PARÍS 1934-35.
Transcurrió menos de un año entre aquellas mágicas primeras palabras y la publicación de su libro. Tal como imaginaba, el libro despertó algún interés entre los críticos: su estilo era original y la profundidad de sus conocimientos iba más allá de cualquier otra cosa que se hubiese publicado sobre los cataros. Por supuesto, las ganancias no cubrieron los años pasados sobre el terreno para aprender sobre el tema, pero era de esperar. Un libro como aquel suponía otro tipo de recompensas.
Una vez terminado el manuscrito, mientras intentaba venderlo, Rahn volvió a enseñar en las escuelas profesionales. Obtuvo algunos trabajos pagados como traductor e incluso flirteó con el cine, ya que llegó a escribir el guión de una de las nuevas películas sonoras que se rodaban en Berlín y tuvo un pequeño papel como actor en otra. Al publicarse su libro empezó a aspirar a cosas mejores: solo tenía treinta años y toda la vida por delante. Siempre había soñado con convertirse en crítico literario en algún momento, pero sus años de vagabundeo por los Pirineos lo habían apartado de los círculos apropiados. Las buenas reseñas y modestas ventas no tenían la fuerza suficiente para sacarlo del anonimato.

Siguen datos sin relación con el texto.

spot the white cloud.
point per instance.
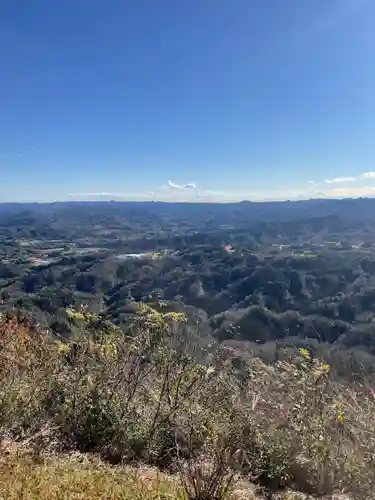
(96, 195)
(189, 185)
(340, 179)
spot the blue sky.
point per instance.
(212, 100)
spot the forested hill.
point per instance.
(263, 276)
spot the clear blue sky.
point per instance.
(225, 99)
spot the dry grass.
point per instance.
(21, 478)
(140, 400)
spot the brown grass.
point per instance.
(291, 429)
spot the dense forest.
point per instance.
(260, 277)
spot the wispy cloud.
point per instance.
(340, 179)
(189, 185)
(96, 195)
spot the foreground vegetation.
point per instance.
(211, 421)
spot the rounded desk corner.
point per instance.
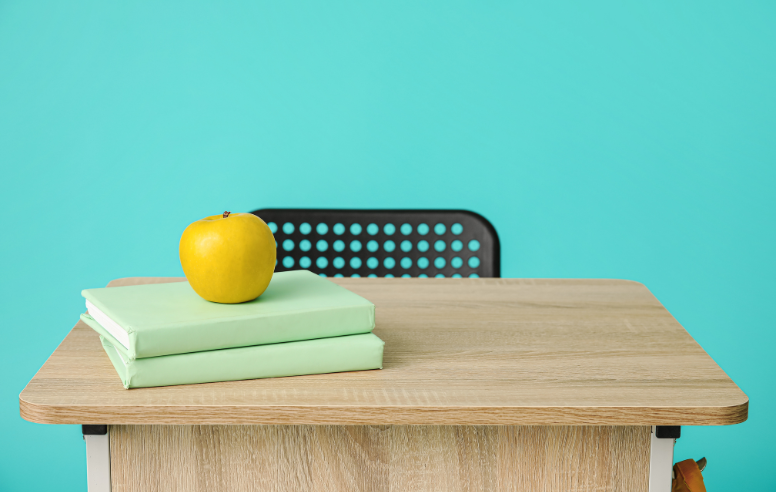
(32, 412)
(737, 413)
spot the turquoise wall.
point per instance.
(610, 139)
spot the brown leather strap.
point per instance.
(688, 477)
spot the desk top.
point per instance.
(457, 352)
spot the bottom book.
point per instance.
(323, 355)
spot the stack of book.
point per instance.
(165, 334)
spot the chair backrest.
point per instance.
(384, 243)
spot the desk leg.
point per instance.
(661, 461)
(97, 457)
(419, 458)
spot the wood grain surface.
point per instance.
(153, 458)
(458, 352)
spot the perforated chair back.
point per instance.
(384, 243)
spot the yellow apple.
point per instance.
(228, 258)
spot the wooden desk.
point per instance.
(488, 384)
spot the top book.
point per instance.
(164, 319)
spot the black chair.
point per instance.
(384, 243)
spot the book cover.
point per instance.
(153, 320)
(325, 355)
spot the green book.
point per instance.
(155, 320)
(325, 355)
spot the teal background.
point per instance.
(603, 139)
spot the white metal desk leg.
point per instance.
(661, 459)
(97, 457)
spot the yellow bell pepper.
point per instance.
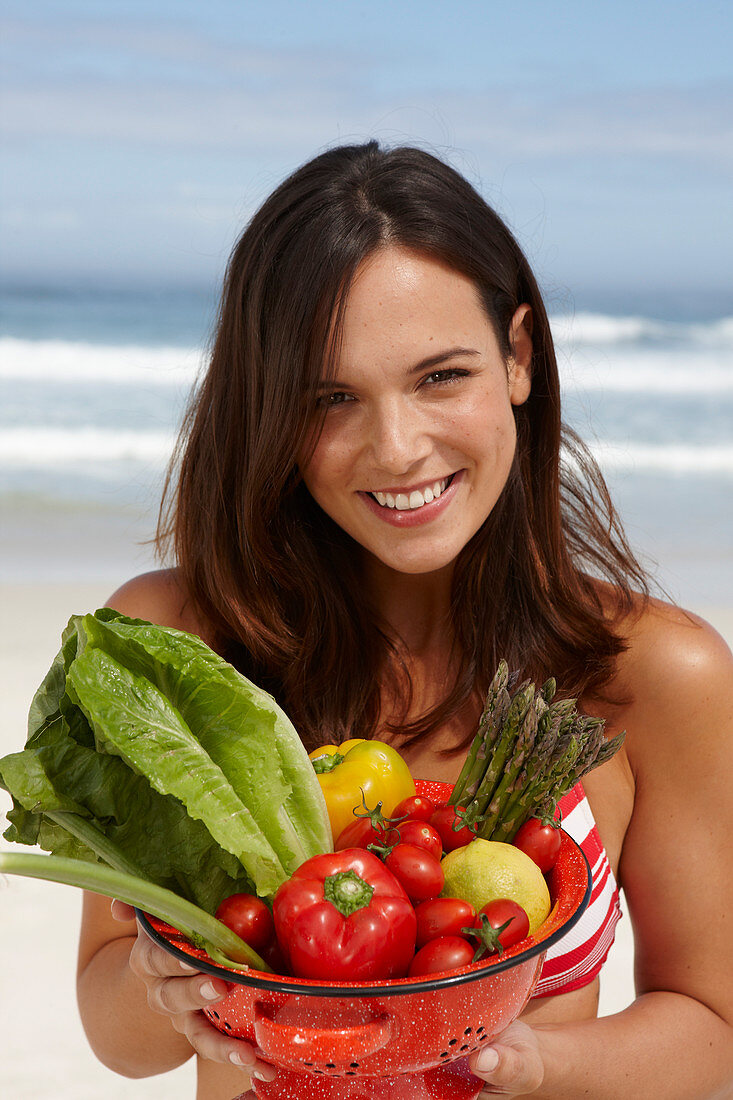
(361, 767)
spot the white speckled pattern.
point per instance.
(389, 1045)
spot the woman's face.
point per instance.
(418, 433)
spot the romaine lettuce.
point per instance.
(149, 752)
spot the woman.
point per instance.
(369, 512)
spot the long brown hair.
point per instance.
(275, 578)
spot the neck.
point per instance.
(415, 608)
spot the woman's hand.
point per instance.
(512, 1065)
(179, 992)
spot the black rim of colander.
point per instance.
(357, 989)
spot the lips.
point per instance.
(418, 514)
(411, 499)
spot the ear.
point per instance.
(520, 362)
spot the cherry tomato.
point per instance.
(442, 820)
(542, 843)
(446, 953)
(360, 833)
(423, 835)
(417, 807)
(417, 871)
(442, 916)
(249, 917)
(499, 912)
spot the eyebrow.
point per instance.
(424, 364)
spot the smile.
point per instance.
(416, 497)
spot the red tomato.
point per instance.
(417, 871)
(423, 835)
(542, 843)
(446, 953)
(360, 833)
(499, 912)
(249, 917)
(442, 820)
(442, 916)
(417, 807)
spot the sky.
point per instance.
(138, 138)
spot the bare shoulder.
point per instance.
(677, 672)
(161, 597)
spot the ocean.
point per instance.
(94, 382)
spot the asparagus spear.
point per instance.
(523, 747)
(502, 752)
(529, 750)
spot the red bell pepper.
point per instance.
(345, 916)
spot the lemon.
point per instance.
(484, 870)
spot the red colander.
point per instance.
(402, 1040)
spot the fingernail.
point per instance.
(488, 1059)
(262, 1076)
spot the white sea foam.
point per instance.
(64, 361)
(88, 448)
(51, 448)
(652, 372)
(664, 459)
(601, 329)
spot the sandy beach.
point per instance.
(46, 1053)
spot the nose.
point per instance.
(398, 437)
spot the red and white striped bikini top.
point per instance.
(579, 956)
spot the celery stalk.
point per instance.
(204, 931)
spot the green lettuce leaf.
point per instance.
(149, 752)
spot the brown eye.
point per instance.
(450, 374)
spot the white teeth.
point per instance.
(404, 502)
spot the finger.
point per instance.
(509, 1070)
(173, 996)
(211, 1044)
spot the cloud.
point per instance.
(160, 87)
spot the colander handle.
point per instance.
(320, 1045)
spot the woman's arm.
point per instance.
(676, 1040)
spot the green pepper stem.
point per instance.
(347, 891)
(196, 924)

Una noche, en la primavera de 1935, mientras pasaba unos meses en París preparando la edición francesa del libro, Rahn recibió un sobre con matasellos de Berlín en su hotel. Al abrirlo encontró un buen fajo de billetes y una carta en la que alguien se ofrecía a promocionar su carrera si acudía al número 7 de Prinz Albrechtstrasse de Berlín.

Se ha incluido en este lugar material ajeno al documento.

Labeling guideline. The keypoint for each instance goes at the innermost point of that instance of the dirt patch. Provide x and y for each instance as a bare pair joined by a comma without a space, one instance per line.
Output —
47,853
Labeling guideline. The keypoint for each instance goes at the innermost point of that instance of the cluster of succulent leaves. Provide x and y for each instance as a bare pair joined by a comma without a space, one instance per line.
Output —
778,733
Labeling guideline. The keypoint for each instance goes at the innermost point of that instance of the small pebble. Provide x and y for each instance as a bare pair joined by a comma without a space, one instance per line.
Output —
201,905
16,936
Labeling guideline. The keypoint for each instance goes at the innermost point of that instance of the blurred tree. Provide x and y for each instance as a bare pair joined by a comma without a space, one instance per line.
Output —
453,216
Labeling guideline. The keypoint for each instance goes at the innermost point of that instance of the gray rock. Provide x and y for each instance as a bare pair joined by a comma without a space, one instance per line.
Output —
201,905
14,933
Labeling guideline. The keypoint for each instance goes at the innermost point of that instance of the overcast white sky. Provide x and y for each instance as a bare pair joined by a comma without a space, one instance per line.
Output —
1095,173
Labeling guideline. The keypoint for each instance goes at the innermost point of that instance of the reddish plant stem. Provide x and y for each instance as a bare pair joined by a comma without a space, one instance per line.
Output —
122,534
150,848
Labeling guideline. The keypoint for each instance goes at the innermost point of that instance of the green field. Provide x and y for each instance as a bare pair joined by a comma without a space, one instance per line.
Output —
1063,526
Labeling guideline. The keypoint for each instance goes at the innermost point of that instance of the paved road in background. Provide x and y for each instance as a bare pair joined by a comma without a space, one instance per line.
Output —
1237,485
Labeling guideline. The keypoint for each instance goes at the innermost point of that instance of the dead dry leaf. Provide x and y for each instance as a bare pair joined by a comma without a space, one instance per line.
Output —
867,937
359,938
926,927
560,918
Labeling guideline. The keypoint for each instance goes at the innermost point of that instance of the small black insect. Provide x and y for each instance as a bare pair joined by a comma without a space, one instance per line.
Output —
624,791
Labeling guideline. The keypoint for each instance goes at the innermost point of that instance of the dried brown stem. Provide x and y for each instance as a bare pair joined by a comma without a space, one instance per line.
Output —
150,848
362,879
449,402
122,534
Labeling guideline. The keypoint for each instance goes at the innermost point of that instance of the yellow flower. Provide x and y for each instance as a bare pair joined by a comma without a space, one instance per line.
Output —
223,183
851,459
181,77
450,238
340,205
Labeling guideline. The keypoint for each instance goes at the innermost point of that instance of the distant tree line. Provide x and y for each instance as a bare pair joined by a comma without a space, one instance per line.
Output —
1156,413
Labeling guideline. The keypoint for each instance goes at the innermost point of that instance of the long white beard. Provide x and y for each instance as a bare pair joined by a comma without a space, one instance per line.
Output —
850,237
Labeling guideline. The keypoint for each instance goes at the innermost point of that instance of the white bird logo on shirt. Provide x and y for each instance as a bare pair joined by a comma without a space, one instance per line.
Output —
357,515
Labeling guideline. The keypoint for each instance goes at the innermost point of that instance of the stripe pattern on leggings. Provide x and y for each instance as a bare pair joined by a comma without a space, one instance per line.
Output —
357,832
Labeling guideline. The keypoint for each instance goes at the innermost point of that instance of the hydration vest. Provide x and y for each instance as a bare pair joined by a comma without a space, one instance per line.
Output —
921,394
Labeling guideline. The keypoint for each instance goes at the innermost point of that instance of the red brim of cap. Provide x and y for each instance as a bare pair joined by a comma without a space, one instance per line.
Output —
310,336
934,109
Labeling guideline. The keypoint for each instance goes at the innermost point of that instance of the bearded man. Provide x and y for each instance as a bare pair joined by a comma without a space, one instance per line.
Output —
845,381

En sus horas de soledad, los escritores son víctimas de multitud de fantasías. Creen de corazón que el libro en el que trabajan lo cambiará todo. Los rencores, los fallos morales, los defectos físicos, todo se desvanecerá cuando el libro imaginado se haga realidad. Después, al darse cuenta de que la vida sigue siendo el mismo sinsentido que antes, se sienten perplejos. Ante su incredulidad, el libro se olvida, los ejemplares no se venden y nadie habla de lo que ellos han tardado años en crear. El autor, entonces, se refugia en los elogios de algún crítico de periódico y consuela su herido espíritu con la esperanza de que, aunque perdido para su época, el libro sea reconocido en una edad futura.
Sin embargo, ¿dinero en un sobre y una carta anónima de un admirador que prometía acelerar su carrera? ¡No se le habría ocurrido ni en sus fantasías más demenciales! Rahn no, se guardó los Reichsmarks y tiró la carta. ¡Tenía trabajo que hacer! La edición francesa, que había traducido él mismo, era importante, una segunda oportunidad en realidad. De no haber sido por el dinero del sobre, habría pensado que se trataba de la broma de un amigo. Pero el dinero era muy real. Se dijo que, sin duda, sería un loco o un homosexual. Volvió a coger la carta antes de irse a dormir aquella noche. La miró un poco más a la mañana siguiente. Estaba escrita en papel bueno de carta y la letra indicaba buena cuna. Aunque demasiado leve para revelar nada, le parecía que el lenguaje estaba bien escogido, que era incluso elocuente. Así que no era un loco.
Probablemente un homosexual, o puede que… un mecenas. ¿De verdad existían seres como aquellos en los tiempos modernos?